Roush is known as being an independent and hard-nosed player. He never reported to spring training, and was a regular contract hold-out, too. But at the bat, and in centerfield, his skills were better than anyone in the National League. He was also not afraid of a fight, often spiking infielders after their pitcher had thrown one inside too close... so much so that the infielders would demand their hurler not throw too close to Roush.
Roush was also vocal about the 1919 World Series, and insisted to his dying day that the Reds would have beaten the White Sox either way. He also said that everyone on the Reds knew something fishy was up during the series, and one gambler even approached Reds pitcher Hod Eller in an elevator with an offer to throw games. Roush was the last surviving participant of the Series, and in 1987, he even ventured up to Indianapolis where filmmaker John Sayles was directing a movie based on the 1919 Black Sox book, "Eight Men Out." On the set, Roush regaled the actors and crew with old baseball stories, as well as gave some advice on hitting to the actors. Great movie, you should check it out if you haven't seen it yet.

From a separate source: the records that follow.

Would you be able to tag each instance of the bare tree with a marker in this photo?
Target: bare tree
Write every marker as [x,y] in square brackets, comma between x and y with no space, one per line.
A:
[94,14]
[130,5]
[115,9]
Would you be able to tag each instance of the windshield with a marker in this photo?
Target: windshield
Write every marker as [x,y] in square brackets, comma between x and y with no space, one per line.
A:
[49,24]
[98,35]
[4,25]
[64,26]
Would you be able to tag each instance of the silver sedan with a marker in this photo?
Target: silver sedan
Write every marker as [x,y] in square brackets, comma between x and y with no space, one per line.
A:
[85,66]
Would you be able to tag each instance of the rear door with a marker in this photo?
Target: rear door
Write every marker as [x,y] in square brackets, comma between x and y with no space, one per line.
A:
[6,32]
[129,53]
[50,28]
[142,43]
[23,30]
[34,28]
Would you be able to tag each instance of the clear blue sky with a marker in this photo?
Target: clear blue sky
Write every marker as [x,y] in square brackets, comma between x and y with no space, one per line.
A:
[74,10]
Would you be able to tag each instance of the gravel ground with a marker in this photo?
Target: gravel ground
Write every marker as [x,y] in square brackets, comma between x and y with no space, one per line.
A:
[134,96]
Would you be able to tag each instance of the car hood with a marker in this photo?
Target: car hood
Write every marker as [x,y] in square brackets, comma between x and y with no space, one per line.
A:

The Autograph: Roush was one of my favorite old-timers. A true gentleman and class act, he replied to every one of my letters, be it from Indiana or Florida. I can still remember my sadness upon hearing of his passing. I was hoping that he would make it another six weeks to his 95th birthday, so he could pass Elmer Flick as the oldest Hall of Famer ever. (Al Lopez later passed Flick in longevity). Roush was also the last surviving player to have played in the Federal League, the last challenge to the supremacy of the AL/NL.